Monday, Jun. 13, 1932
With Fife & Drum
We saw him take our Advertising Club and make it hum;
Racine will tell you what he did with just a fife & drum;
From Kansas and from Texas, cheers for Charlie Younggreen come;
As he goes climbing--UP!
Chorus: Climb on--climb on, Charlie Younggreen--
We are with you, Charlie Younggreen--
We will back you, Charlie Younggreen--
As you go climbing on.
When the Associated Advertising Clubs of America expanded into the grander International Advertising Association in 1928, the above paean and many another was sung to the Association's smiling, backslapping, handshaking new president, an amazingly energetic exuder of amiability. Last week hundreds of admen whose hands Charles Clark Younggreen has shaken and who take pleasure in being able to call him "C. C." were impressed to learn that he, upon whom has been conferred "every honor that organized advertising had to give," had set at rest the profession's uncertainty as to his future affiliation. Two years ago he bustled into Chicago, having left his firm of Klau-Van Pieterson-Dunlap-Younggreen Inc. in Milwaukee to become a partner in the firm of Dunham-Lesan. Lately Partner Harry Edmund Lesan died. Last week, it having gotten around that Mr. Younggreen would make a change, he announced: "I selected the McJunkin organization, after careful study, because I found they had worked out in concrete form my ideal of service."
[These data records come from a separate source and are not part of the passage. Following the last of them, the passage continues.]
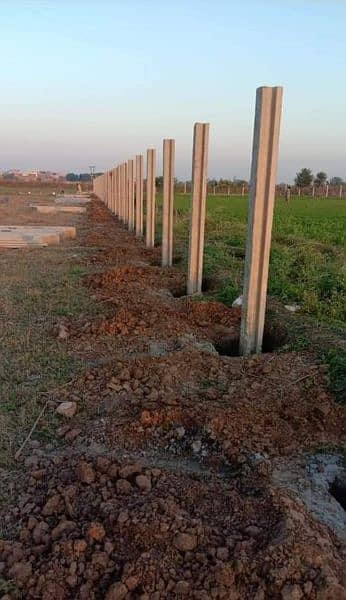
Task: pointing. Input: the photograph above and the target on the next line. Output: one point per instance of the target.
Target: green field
(307, 264)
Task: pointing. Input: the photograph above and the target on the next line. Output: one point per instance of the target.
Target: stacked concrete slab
(20, 236)
(53, 209)
(261, 208)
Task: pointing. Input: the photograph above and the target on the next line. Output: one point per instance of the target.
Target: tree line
(305, 178)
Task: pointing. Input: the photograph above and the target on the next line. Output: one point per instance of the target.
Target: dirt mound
(150, 276)
(239, 406)
(99, 528)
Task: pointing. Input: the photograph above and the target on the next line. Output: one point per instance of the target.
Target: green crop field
(307, 264)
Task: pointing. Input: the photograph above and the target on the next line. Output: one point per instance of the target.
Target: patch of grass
(307, 263)
(336, 361)
(37, 287)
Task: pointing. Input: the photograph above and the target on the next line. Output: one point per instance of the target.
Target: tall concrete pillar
(261, 208)
(111, 206)
(131, 195)
(168, 202)
(122, 191)
(126, 195)
(115, 193)
(118, 182)
(197, 207)
(139, 195)
(151, 173)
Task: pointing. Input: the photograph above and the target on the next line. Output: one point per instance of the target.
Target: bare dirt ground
(184, 472)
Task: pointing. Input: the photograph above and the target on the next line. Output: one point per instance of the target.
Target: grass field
(307, 263)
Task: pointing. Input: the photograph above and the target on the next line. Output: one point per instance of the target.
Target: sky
(96, 82)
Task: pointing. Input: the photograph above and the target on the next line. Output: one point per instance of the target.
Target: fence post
(197, 207)
(139, 195)
(123, 190)
(261, 208)
(168, 202)
(130, 196)
(151, 172)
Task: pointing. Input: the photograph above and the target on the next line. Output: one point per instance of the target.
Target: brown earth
(161, 487)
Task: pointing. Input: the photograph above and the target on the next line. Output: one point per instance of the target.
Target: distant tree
(240, 181)
(321, 178)
(304, 178)
(159, 181)
(336, 181)
(84, 177)
(72, 177)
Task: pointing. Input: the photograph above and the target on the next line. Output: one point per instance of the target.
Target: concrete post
(126, 195)
(115, 191)
(168, 202)
(151, 172)
(122, 192)
(119, 190)
(131, 196)
(111, 191)
(139, 195)
(197, 207)
(261, 208)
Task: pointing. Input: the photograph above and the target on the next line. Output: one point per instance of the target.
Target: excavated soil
(161, 486)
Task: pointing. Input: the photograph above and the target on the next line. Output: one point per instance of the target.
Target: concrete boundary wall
(265, 152)
(150, 222)
(168, 202)
(122, 191)
(197, 208)
(139, 195)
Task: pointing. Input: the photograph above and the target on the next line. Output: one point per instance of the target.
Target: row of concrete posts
(122, 191)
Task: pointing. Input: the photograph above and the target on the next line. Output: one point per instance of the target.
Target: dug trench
(169, 480)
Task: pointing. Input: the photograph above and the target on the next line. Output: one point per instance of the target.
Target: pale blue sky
(87, 82)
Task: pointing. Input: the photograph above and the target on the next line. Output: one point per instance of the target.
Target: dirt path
(161, 485)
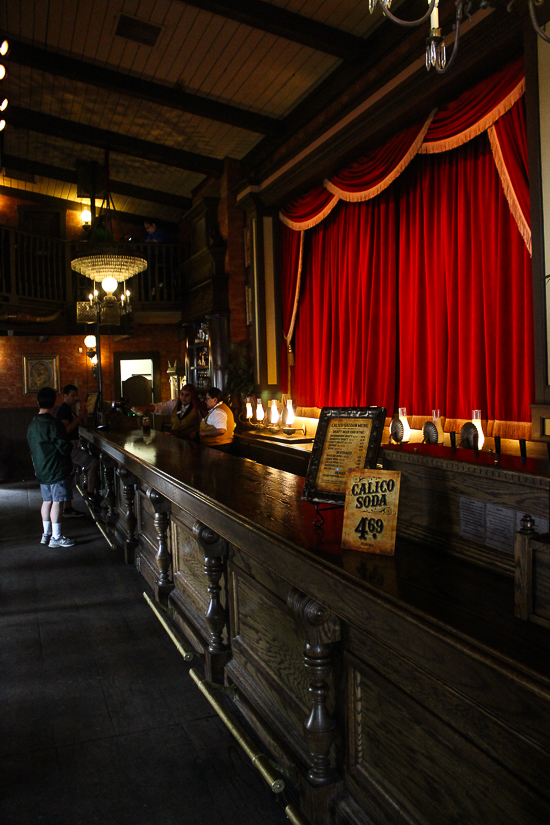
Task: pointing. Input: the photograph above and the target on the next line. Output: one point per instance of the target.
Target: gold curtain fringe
(509, 191)
(298, 226)
(368, 194)
(482, 125)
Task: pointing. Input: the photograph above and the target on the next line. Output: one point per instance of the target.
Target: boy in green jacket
(51, 457)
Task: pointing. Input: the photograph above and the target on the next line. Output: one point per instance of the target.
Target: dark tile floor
(100, 722)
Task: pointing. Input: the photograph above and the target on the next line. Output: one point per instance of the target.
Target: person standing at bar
(219, 424)
(186, 412)
(51, 458)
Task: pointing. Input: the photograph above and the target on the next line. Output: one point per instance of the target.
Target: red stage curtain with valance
(290, 257)
(346, 330)
(464, 299)
(465, 294)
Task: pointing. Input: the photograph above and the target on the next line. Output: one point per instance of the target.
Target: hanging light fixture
(436, 56)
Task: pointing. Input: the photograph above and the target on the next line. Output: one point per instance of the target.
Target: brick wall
(75, 368)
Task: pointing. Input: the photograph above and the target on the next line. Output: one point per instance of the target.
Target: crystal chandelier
(110, 270)
(436, 56)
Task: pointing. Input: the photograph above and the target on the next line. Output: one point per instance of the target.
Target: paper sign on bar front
(370, 515)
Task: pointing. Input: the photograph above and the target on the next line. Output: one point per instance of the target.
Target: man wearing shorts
(67, 414)
(51, 457)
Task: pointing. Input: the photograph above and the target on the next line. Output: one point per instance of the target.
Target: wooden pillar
(322, 629)
(164, 584)
(215, 553)
(126, 527)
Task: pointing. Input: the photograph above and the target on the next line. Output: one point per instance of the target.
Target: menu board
(345, 448)
(348, 438)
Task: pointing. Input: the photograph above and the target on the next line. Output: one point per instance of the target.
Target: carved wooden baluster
(109, 500)
(128, 522)
(161, 520)
(322, 628)
(215, 615)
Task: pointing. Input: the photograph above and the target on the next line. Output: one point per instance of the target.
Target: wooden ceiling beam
(62, 203)
(92, 136)
(17, 164)
(287, 24)
(92, 75)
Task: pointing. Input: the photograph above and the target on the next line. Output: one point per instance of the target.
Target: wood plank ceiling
(218, 78)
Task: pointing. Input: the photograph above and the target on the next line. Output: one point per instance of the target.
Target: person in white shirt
(216, 430)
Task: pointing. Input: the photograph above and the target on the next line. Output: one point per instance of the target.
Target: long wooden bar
(389, 690)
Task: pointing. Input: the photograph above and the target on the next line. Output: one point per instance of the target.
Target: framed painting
(347, 438)
(40, 371)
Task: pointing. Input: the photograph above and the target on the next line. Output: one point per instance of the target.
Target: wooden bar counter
(388, 690)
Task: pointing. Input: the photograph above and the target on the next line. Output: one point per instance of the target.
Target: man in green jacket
(51, 457)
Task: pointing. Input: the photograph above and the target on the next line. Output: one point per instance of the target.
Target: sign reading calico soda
(370, 515)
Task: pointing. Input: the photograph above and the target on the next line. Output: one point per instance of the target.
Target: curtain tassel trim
(509, 191)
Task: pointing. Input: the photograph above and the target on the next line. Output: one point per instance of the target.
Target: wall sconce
(86, 217)
(400, 431)
(90, 344)
(471, 434)
(274, 417)
(476, 421)
(433, 430)
(288, 419)
(260, 412)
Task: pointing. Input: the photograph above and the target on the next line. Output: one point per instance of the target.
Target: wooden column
(523, 592)
(164, 584)
(322, 629)
(126, 527)
(108, 505)
(215, 552)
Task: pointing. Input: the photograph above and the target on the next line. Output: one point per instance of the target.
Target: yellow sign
(370, 515)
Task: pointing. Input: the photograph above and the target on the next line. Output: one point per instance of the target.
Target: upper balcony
(37, 282)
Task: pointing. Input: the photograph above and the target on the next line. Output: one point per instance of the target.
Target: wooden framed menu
(348, 438)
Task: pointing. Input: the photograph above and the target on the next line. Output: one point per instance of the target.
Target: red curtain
(465, 295)
(346, 331)
(290, 255)
(485, 100)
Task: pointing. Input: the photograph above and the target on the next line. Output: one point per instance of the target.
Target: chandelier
(436, 55)
(109, 269)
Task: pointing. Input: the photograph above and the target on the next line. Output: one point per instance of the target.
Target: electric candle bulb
(437, 421)
(403, 419)
(434, 16)
(476, 421)
(290, 417)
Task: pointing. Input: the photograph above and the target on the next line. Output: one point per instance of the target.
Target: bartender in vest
(185, 412)
(217, 428)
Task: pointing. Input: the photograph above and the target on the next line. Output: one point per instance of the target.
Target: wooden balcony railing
(38, 269)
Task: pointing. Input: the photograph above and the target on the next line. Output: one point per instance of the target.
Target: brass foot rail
(186, 652)
(258, 759)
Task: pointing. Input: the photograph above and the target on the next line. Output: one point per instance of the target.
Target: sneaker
(70, 512)
(62, 541)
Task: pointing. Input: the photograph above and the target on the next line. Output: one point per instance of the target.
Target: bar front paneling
(388, 689)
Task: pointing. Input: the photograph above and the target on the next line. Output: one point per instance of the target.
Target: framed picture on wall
(40, 371)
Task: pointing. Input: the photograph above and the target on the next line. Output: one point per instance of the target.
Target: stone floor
(99, 720)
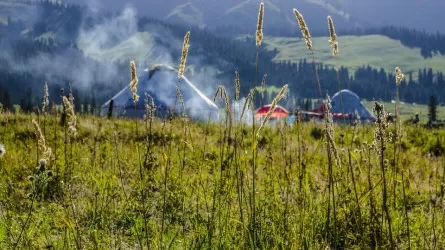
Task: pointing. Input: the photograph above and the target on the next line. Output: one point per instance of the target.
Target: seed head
(399, 76)
(275, 101)
(247, 103)
(263, 85)
(72, 120)
(237, 85)
(45, 102)
(332, 37)
(185, 49)
(46, 151)
(304, 29)
(134, 82)
(223, 96)
(2, 150)
(259, 28)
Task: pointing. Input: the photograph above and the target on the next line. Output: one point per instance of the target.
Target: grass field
(355, 51)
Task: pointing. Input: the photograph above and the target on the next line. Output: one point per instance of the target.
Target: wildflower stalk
(399, 78)
(380, 138)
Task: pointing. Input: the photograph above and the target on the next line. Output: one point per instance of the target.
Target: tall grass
(220, 185)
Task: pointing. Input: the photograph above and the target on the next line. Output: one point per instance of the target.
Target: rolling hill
(376, 51)
(243, 14)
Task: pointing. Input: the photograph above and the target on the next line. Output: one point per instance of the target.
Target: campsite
(222, 124)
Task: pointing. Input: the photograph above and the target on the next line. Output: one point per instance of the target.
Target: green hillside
(137, 47)
(408, 110)
(375, 50)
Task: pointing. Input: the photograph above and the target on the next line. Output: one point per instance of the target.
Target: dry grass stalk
(150, 107)
(223, 96)
(185, 49)
(263, 85)
(180, 98)
(332, 37)
(330, 132)
(399, 76)
(237, 85)
(304, 29)
(45, 102)
(72, 120)
(248, 103)
(259, 29)
(46, 151)
(134, 82)
(275, 101)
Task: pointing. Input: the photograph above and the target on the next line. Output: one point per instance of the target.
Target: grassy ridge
(196, 187)
(375, 50)
(408, 110)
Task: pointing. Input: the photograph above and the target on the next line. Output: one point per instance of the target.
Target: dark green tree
(432, 109)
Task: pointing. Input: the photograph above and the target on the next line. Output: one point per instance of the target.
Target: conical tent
(160, 84)
(347, 102)
(278, 112)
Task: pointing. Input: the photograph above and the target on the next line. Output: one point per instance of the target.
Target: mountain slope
(355, 51)
(242, 14)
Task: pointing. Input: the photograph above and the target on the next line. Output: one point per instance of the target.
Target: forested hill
(90, 52)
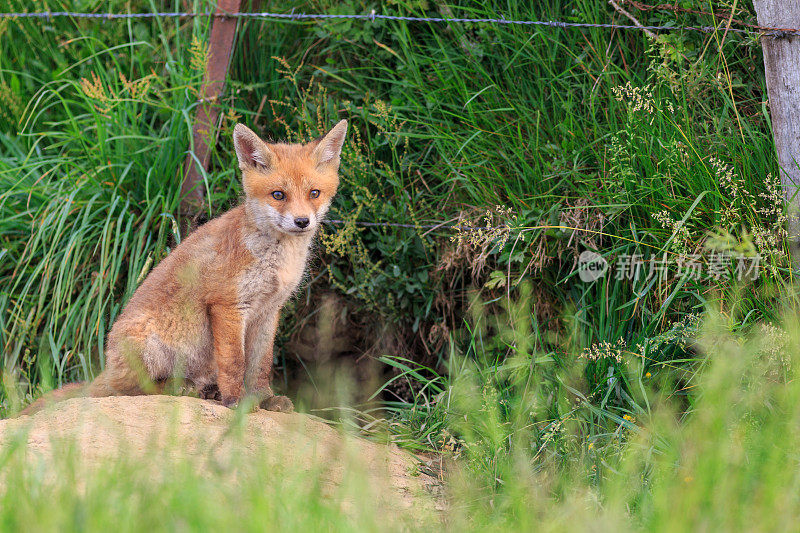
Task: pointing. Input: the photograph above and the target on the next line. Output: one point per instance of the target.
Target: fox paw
(210, 392)
(230, 402)
(279, 404)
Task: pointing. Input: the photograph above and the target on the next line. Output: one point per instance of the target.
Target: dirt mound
(210, 435)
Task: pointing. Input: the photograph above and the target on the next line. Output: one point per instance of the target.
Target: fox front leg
(226, 328)
(263, 352)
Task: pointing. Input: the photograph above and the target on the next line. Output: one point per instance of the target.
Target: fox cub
(208, 312)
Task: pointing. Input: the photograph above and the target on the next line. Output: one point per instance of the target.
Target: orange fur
(209, 310)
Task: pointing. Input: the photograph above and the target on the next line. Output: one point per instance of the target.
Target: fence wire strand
(373, 16)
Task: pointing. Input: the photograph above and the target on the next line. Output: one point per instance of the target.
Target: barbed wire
(373, 16)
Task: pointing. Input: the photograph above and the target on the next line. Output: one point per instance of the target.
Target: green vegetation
(565, 404)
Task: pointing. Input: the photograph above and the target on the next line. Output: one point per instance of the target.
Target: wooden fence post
(220, 48)
(782, 68)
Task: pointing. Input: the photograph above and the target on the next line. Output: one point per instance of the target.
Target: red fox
(208, 312)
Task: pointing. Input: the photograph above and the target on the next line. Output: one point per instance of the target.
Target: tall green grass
(557, 398)
(523, 455)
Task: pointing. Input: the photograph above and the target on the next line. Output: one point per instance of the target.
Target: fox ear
(251, 151)
(329, 146)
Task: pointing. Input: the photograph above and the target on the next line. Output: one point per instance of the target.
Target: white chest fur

"The McJunkin organization" is an agency formed in 1905 by William David McJunkin, a rather quiet gentleman, now 62 with grey hair. One of his first accounts was that of Samuel Insull and he still handles most of the Insull advertising business. He denies a persistent rumor that he is related to Samuel Insull by marriage. In addition to his utility accounts he has Curtiss Candy (Baby Ruth), Florsheim Shoes, Paris Garters, Rosehill Cemetery, Sheaffer Pens. Well known in circles other than advertising, he sits on Chicago's Board of Education. His interest in public affairs derives from his long friendship with Indiana's late Democratic Boss Tom Taggart. Boss Taggart controlled French Lick Springs, and the McJunkin Agency still has its account (though it lately lost the Associated Pluto Water business to H. W. Kastor & Sons Co. Inc.).
Adman Younggreen viewed his step as "hot news." Previous hotspots in his upward rush from obscurity in Kansas: U. S. Air Corps in the War (emerging a captain); sales manager for J. I. Case Plow Works in Racine; presiding over the International Advertising Meeting in Berlin (1929); telling the U. S. Press, upon returning from Europe, that while his wife was dancing in a London night club she touched the Prince of Wales (TIME, Aug. 26, 1929).
"C. C." Younggreen's four-page announcement last week concluded simply: "Mr. Younggreen's wide activities have brought him into close contact with the leading minds in industry throughout the world."